A Canadian newcomer walks into a store...
By Meera Sharma
Image credit: Kabir Cheema on Unsplash
We made many new friends in our early years in Canada. They were all from different cultures and it was fun seeing the ways in which our ways were similar – or not.
For instance, Pia said her mother-in-law expected her to remove her husband’s shoes and powder his feet when he came home from work. They were originally from Italy.
I remember going, “Yuck! Even in India mothers-in-law don’t expect that these days!”
After visiting another friend I came home and said to my husband that I used to think only our cuisine used such strong flavours but Karen used much more garlic in her cooking than I ever did! Her family was from Yugoslavia.
We also exchanged dishes and shared recipes. One day, Pia asked me if I could handle spice. I laughed and informed her that no one, but no one, ate spicier food than Indians.

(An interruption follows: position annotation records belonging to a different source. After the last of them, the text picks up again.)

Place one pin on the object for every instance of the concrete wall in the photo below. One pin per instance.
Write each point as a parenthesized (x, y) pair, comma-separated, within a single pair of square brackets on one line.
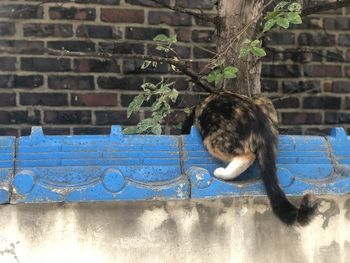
[(222, 230)]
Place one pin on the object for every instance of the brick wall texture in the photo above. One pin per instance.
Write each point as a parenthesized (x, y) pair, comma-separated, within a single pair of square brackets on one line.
[(306, 73)]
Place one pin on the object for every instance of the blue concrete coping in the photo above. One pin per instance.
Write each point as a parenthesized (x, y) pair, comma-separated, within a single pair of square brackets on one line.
[(7, 164), (116, 167)]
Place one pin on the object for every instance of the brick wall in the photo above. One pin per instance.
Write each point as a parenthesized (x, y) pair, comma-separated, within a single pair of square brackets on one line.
[(306, 74)]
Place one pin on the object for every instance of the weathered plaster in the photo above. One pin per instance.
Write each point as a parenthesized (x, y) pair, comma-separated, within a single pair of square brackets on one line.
[(238, 230)]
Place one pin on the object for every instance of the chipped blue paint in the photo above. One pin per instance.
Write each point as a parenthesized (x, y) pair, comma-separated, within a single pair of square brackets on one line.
[(98, 168), (7, 157), (145, 167)]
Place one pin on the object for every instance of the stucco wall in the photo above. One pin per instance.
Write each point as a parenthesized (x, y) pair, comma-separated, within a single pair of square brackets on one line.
[(222, 230)]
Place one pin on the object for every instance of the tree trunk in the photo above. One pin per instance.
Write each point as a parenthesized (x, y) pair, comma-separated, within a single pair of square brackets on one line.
[(239, 20)]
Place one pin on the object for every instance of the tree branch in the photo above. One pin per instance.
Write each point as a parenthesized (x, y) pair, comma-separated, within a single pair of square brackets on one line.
[(324, 7), (180, 65)]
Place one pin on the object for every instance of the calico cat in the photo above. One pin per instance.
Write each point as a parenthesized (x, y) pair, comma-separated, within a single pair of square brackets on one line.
[(237, 130)]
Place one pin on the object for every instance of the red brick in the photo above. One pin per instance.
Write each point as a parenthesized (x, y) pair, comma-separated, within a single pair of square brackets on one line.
[(323, 71), (94, 99), (297, 118)]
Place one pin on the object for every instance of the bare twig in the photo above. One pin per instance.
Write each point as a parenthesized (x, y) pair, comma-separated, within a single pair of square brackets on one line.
[(325, 7), (180, 65)]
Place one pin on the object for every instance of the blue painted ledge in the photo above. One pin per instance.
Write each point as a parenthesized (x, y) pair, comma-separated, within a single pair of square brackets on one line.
[(40, 168)]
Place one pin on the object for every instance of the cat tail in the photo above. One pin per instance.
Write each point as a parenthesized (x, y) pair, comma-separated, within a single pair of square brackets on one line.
[(281, 206)]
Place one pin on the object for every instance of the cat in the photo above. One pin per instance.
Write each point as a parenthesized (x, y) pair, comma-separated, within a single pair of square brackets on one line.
[(237, 130)]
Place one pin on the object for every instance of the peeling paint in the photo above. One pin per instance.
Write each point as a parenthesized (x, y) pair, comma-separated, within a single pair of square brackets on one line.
[(347, 208)]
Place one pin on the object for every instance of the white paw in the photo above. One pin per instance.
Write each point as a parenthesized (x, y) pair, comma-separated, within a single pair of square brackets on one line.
[(220, 172)]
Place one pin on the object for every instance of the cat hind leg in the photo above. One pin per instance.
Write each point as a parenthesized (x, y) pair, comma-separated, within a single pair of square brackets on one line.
[(237, 166)]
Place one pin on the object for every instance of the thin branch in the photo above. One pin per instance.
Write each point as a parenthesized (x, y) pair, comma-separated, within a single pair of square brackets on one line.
[(201, 15), (180, 65), (324, 7)]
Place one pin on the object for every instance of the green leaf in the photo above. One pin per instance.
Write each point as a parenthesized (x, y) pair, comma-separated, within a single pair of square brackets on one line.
[(256, 43), (146, 64), (173, 39), (135, 105), (173, 95), (269, 24), (162, 48), (294, 18), (295, 7), (283, 22), (243, 52), (187, 110), (281, 5), (215, 76), (258, 51), (161, 38), (230, 72), (157, 129), (246, 41)]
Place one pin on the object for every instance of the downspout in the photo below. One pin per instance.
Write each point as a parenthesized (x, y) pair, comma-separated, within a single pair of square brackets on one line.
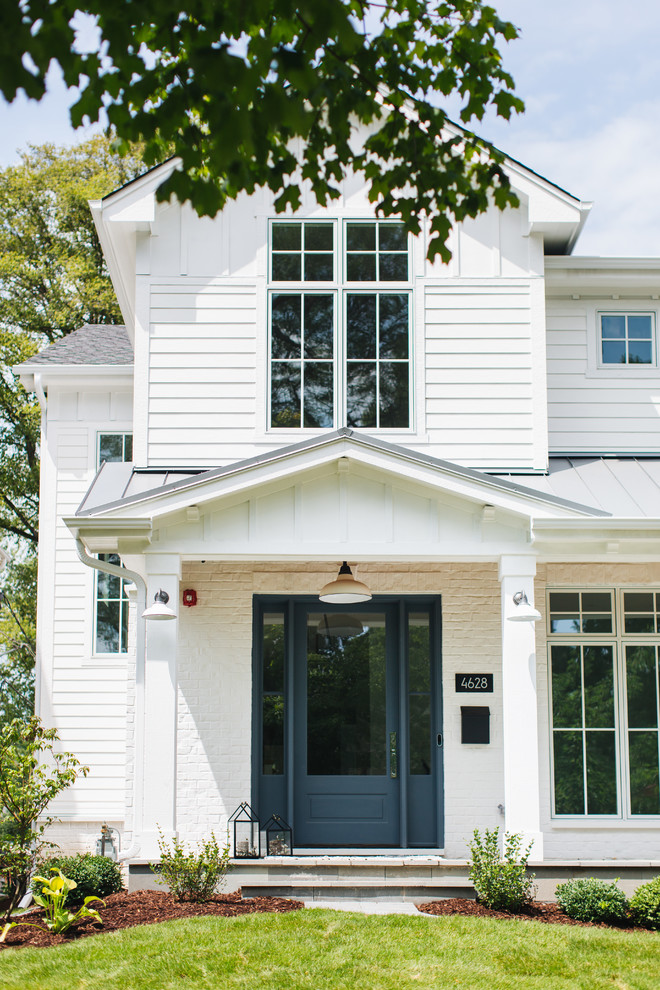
[(140, 656), (38, 389), (43, 405)]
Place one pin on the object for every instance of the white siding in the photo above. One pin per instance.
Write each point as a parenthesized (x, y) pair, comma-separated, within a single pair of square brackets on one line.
[(202, 304), (592, 410), (479, 372), (203, 372), (82, 696)]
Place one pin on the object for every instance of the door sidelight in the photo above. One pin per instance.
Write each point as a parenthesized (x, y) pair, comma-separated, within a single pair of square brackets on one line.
[(394, 757)]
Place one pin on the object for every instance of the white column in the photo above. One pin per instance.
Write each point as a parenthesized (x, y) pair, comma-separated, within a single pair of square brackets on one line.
[(520, 723), (158, 757)]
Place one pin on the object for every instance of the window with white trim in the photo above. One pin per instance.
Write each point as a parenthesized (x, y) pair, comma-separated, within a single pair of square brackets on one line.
[(627, 339), (114, 447), (604, 668), (111, 612), (110, 598), (340, 325)]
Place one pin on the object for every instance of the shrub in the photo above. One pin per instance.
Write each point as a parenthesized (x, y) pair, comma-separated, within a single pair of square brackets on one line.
[(645, 904), (501, 881), (94, 876), (193, 875), (32, 773), (589, 899)]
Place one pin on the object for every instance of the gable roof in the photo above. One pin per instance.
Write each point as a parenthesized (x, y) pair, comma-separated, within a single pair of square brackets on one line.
[(121, 487), (93, 343)]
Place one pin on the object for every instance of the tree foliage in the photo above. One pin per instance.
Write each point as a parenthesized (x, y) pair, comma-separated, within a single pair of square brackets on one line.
[(52, 280), (268, 94)]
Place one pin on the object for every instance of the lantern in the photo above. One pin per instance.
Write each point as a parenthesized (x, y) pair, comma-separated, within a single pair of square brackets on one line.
[(247, 840), (105, 845), (279, 837)]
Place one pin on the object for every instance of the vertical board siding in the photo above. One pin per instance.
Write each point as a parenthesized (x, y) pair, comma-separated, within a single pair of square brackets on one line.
[(202, 374), (590, 410), (478, 395)]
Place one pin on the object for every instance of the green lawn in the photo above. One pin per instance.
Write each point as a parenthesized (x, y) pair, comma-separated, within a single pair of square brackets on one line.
[(328, 950)]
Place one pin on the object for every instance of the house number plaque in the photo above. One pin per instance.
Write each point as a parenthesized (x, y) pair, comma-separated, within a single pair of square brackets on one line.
[(474, 683)]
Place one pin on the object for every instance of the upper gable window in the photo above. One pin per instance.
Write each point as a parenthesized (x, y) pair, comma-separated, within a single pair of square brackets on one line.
[(376, 252), (115, 447), (627, 339), (302, 252), (340, 353)]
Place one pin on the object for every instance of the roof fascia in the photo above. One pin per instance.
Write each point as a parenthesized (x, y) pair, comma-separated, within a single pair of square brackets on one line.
[(601, 275), (60, 374), (420, 468)]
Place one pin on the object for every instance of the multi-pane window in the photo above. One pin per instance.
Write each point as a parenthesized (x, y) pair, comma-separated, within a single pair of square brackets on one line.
[(340, 355), (605, 691), (111, 626), (115, 447), (111, 600), (627, 338)]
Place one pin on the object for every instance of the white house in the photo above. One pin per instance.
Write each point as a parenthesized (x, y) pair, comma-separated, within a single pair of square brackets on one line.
[(288, 394)]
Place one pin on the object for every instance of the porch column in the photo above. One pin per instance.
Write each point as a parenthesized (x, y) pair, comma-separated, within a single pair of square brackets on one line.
[(158, 742), (519, 716)]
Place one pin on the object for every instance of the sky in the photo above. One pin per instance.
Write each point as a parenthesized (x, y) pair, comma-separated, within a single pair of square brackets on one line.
[(589, 73)]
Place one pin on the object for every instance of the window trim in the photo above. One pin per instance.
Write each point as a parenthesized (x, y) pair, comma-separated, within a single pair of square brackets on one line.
[(113, 433), (618, 639), (629, 307), (340, 288), (124, 603), (607, 365)]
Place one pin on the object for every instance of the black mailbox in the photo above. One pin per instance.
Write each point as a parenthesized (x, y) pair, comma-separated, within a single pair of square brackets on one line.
[(475, 724)]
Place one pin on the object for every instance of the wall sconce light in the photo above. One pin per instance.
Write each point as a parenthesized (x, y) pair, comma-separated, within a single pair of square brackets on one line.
[(345, 589), (524, 611), (160, 608)]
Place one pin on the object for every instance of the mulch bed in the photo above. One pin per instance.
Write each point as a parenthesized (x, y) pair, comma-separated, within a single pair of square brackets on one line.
[(144, 907), (147, 907), (549, 913)]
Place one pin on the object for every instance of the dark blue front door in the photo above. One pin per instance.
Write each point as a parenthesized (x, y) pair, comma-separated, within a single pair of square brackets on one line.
[(348, 721), (346, 775)]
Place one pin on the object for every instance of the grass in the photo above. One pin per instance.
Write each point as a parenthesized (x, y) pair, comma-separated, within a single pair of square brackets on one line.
[(328, 950)]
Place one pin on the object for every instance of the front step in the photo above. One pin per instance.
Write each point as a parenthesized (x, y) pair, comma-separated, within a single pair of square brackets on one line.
[(402, 877), (415, 890)]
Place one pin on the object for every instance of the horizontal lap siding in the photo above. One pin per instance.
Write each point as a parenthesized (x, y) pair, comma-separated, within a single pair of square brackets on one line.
[(590, 411), (478, 358), (85, 701), (202, 374)]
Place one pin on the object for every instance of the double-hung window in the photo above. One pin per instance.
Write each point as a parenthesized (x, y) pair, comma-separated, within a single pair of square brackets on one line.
[(110, 598), (605, 702), (340, 325)]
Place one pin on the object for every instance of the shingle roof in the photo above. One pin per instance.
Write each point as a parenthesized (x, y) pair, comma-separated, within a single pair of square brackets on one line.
[(93, 343)]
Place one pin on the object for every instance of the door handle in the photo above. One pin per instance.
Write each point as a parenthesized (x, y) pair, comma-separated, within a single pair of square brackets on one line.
[(394, 758)]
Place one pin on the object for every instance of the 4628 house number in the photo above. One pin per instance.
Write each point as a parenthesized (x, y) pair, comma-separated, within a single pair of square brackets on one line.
[(474, 683)]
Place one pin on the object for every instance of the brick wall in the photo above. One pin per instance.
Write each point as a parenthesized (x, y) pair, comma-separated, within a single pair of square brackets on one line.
[(215, 663)]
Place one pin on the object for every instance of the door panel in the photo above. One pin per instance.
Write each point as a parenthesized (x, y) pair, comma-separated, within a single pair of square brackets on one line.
[(346, 706), (348, 720)]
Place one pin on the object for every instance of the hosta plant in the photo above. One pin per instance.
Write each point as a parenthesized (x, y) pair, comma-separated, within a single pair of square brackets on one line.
[(57, 917)]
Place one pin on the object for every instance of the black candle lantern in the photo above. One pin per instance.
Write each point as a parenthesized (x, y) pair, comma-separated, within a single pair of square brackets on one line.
[(247, 840), (279, 837)]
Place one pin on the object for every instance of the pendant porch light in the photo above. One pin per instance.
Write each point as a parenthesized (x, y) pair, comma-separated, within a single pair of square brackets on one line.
[(524, 611), (160, 609), (345, 589)]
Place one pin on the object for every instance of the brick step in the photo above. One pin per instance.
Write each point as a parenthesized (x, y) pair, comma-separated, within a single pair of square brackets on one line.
[(355, 882), (347, 889)]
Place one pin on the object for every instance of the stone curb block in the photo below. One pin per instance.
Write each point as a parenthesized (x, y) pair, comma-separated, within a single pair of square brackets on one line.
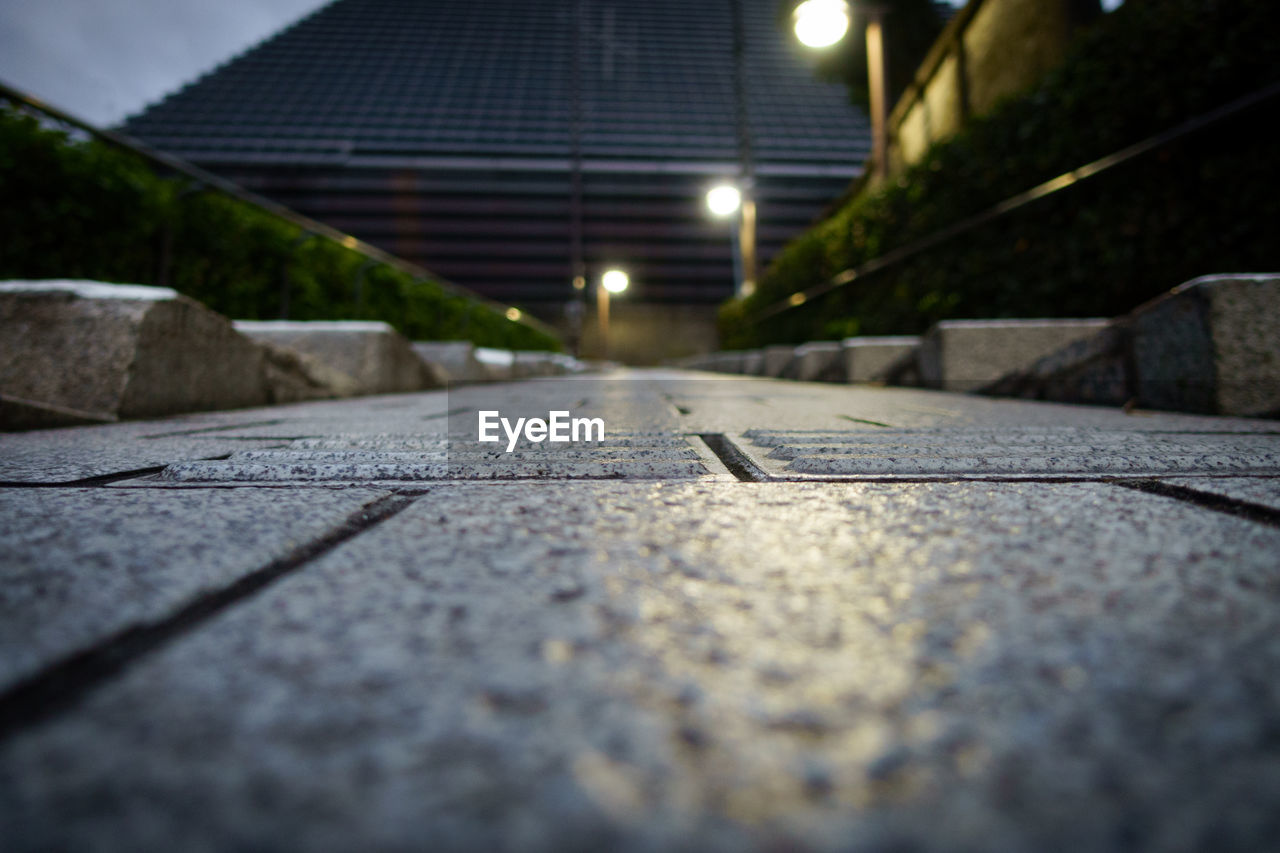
[(1208, 346), (968, 355), (1212, 345), (114, 351), (498, 364), (817, 361), (455, 360), (371, 354), (868, 359), (1091, 370), (776, 360)]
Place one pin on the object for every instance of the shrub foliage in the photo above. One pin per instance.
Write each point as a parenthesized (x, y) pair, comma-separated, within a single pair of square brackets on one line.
[(80, 208), (1206, 203)]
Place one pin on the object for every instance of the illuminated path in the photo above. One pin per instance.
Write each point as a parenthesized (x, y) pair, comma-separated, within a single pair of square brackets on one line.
[(758, 615)]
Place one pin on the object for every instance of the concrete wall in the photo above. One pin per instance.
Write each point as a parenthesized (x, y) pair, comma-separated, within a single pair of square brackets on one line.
[(990, 50)]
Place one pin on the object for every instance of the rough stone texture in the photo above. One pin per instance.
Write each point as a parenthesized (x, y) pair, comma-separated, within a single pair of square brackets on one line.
[(776, 360), (817, 361), (456, 360), (1095, 369), (296, 377), (965, 355), (122, 351), (375, 357), (1025, 454), (753, 363), (498, 364), (1211, 346), (81, 565), (869, 359), (536, 364), (705, 667), (1258, 491), (407, 459), (18, 414)]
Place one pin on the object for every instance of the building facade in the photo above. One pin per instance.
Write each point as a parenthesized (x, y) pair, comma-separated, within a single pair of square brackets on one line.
[(515, 145)]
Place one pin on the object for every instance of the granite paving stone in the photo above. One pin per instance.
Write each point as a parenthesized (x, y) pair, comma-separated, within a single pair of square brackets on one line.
[(1260, 491), (707, 666), (1027, 452), (81, 565), (671, 661)]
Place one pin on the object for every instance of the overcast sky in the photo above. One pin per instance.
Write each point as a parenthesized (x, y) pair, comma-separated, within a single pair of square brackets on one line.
[(105, 59)]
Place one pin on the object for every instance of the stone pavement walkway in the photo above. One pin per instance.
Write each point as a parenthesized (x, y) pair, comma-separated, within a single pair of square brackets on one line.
[(759, 615)]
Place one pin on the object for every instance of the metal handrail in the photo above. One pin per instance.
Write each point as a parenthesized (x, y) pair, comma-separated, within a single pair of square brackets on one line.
[(280, 211), (1015, 203)]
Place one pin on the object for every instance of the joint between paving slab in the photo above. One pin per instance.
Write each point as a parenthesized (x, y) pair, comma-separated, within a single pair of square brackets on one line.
[(1205, 500), (737, 463), (65, 684), (101, 479)]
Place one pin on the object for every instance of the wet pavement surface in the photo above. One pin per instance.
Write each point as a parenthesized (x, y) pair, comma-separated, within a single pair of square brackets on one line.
[(758, 615)]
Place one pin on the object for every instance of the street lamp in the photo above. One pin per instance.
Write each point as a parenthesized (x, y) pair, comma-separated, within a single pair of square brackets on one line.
[(615, 281), (821, 23), (726, 200)]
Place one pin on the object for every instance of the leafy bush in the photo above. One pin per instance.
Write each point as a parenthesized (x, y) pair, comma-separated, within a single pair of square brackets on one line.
[(85, 209), (1203, 204)]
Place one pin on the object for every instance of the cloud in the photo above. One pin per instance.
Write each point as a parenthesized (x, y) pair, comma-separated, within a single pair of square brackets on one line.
[(105, 59)]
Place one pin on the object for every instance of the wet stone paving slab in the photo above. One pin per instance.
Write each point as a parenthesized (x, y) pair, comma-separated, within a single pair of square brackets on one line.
[(755, 616)]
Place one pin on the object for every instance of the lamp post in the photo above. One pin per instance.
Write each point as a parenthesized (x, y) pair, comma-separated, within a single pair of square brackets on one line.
[(615, 281), (821, 23), (725, 200)]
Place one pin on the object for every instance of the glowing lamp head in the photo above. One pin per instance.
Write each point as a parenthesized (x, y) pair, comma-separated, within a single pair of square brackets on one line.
[(821, 23), (723, 200), (615, 281)]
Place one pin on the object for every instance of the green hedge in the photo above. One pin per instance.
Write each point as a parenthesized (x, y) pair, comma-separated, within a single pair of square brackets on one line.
[(73, 208), (1205, 204)]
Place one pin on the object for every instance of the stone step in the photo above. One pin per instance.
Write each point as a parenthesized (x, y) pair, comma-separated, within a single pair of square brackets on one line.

She loved hot sauce, she said excitedly, when I promised to bring her samosas and chutney the next time we met.
I picked up samosas from a nearby takeout place, but decided to make my own special chutney to go with them.
As she had said she liked hot, I threw in an extra few green chillies.
Pia was eager to try it and dipped her samosa into the chutney and took a big bite. And immediately lunged for water, choking and sputtering. Her face looked like it was on fire and she was gasping, her eyes watering, arms flailing.
It would have been comical if I hadn’t been frozen with fear. What had I done to her? I plied her with milk to cool her tongue, apologizing profusely.
“You guys eat this?” she asked, when she could finally speak. “How?”
“But you said you like hot sauce,” I said, apologizing again.
“I do, but that’s nowhere near this fiery! Here, try my hot sauce,” she said, pulling out a bottle of a commercially available hot sauce.
Some would call it hot, I suppose, but I found it more sharp and vinegary than anything.
Any doubts I may have had about whether our new friendship would survive my chutney were soon laid to rest, however, when Pia picked up another samosa and gleefully announced, “Form now on, we are the Spice Girls!”